MINDS 2021 Winter Symposium- Raaz Dwivedi
Title– Subgroup discovery in randomized experiments and non-asymptotic results for MCMC sampling
Abstract– A data scientist often needs empirical or theoretical evidence to choose from the numerous methods/algorithms available for a given learning task. In supervised machine learning, accuracy on a hold-out dataset is commonly used to make this choice. This talk presents research that can inform such choice making in two classical contexts where a direct measure for hold-out accuracy is not available: heterogeneity estimation in causal inference and Markov Chain Monte Carlo (MCMC) sampling used commonly in Bayesian inference.
In the first part of the talk, I will introduce a data-driven methodology StaDISC, designed for reliable heterogeneity treatment effect estimation in randomized experiments. StaDISC provides calibration-based predictive checks to select from various conditional average treatment effect (CATE) models and discovers interpretable and stable subgroups with heterogeneous treatment effects. I will illustrate StaDISC in the context of precision medicine with a re-analysis of two randomized controlled trials.

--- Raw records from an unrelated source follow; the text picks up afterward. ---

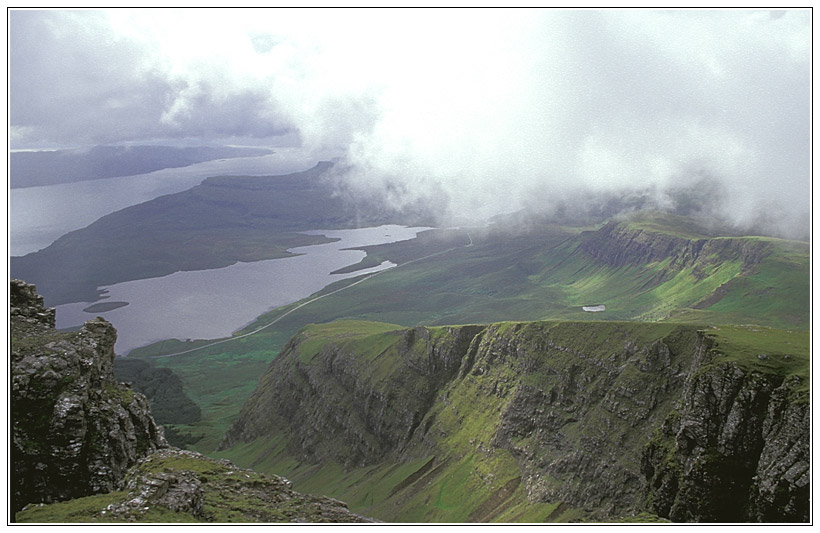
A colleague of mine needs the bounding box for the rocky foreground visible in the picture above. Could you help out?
[10,280,369,522]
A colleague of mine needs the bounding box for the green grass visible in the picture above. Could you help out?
[131,217,810,460]
[15,492,198,524]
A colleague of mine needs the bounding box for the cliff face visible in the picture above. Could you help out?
[10,280,372,523]
[642,358,810,522]
[579,222,772,271]
[223,323,809,522]
[10,280,167,511]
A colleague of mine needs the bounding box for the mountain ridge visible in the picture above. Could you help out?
[222,322,809,522]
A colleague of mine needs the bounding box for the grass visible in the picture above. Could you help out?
[131,212,809,453]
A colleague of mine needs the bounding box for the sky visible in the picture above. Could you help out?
[9,9,812,233]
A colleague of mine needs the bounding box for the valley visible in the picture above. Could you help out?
[7,6,815,528]
[12,160,810,522]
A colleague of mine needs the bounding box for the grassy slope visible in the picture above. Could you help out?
[211,321,809,522]
[132,214,810,453]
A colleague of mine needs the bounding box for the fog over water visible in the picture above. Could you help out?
[57,226,426,355]
[9,8,812,238]
[9,149,317,255]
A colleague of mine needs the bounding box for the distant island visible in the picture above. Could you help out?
[9,146,273,189]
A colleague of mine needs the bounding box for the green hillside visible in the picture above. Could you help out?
[131,213,810,453]
[217,321,809,522]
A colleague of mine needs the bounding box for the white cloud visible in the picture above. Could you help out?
[11,9,811,236]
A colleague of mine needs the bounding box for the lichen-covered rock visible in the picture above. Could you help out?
[642,363,810,522]
[10,280,167,510]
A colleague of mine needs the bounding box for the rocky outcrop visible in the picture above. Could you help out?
[10,280,167,511]
[578,222,772,271]
[642,363,810,522]
[98,448,372,523]
[220,326,483,465]
[223,322,809,522]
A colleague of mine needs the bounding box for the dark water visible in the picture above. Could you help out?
[9,151,317,255]
[57,226,427,355]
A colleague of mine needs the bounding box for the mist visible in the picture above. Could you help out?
[9,9,811,238]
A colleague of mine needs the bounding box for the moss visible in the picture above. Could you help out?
[15,492,197,524]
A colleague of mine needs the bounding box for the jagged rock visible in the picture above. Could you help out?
[10,280,167,511]
[222,322,810,522]
[11,280,372,522]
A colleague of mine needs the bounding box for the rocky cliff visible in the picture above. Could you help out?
[223,322,809,522]
[10,280,167,510]
[10,280,372,523]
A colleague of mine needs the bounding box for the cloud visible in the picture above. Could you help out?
[10,9,811,237]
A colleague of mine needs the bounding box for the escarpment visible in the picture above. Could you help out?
[10,280,167,511]
[10,280,372,523]
[579,222,772,271]
[222,322,809,522]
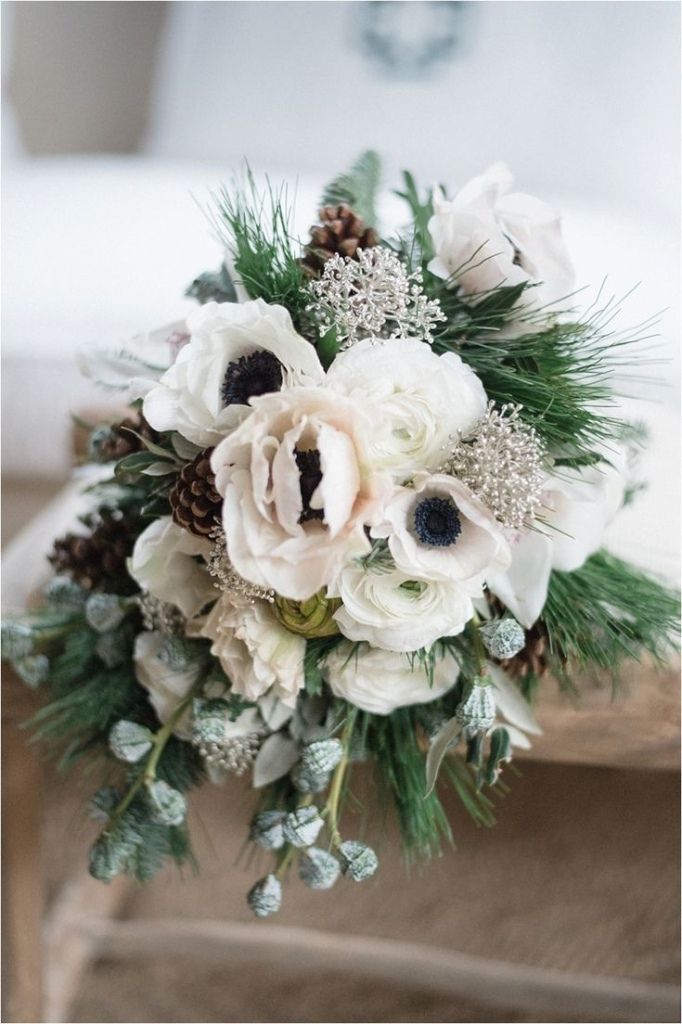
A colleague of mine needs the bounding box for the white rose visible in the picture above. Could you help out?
[429,164,574,307]
[327,339,486,480]
[211,388,390,600]
[488,456,625,629]
[372,473,511,596]
[143,299,325,447]
[196,594,305,708]
[133,633,203,739]
[128,515,216,618]
[323,642,460,715]
[328,561,473,651]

The second part will establish non-asymptotic mixing time guarantees, namely, the number of iterations needed to reach the desired accuracy, for popular MCMC algorithms. These user-friendly guarantees can help tune and select a sampling method given a computational budget. I will provide results for the Langevin algorithm and state-of-the-art Hamiltonian Monte Carlo and illustrate provable finite time advantages of using the Metropolis-Hastings correction and gradient information for sampling.
The talk’s focus is on two research thrusts: StaDISC work in collaboration with Yan Shuo Tan, Briton Park, Mian Wei, Kevin Horgan, David Madigan, and Bin Yu, and MCMC work in collaboration with Yuansi Chen, Martin Wainwright, and Bin Yu.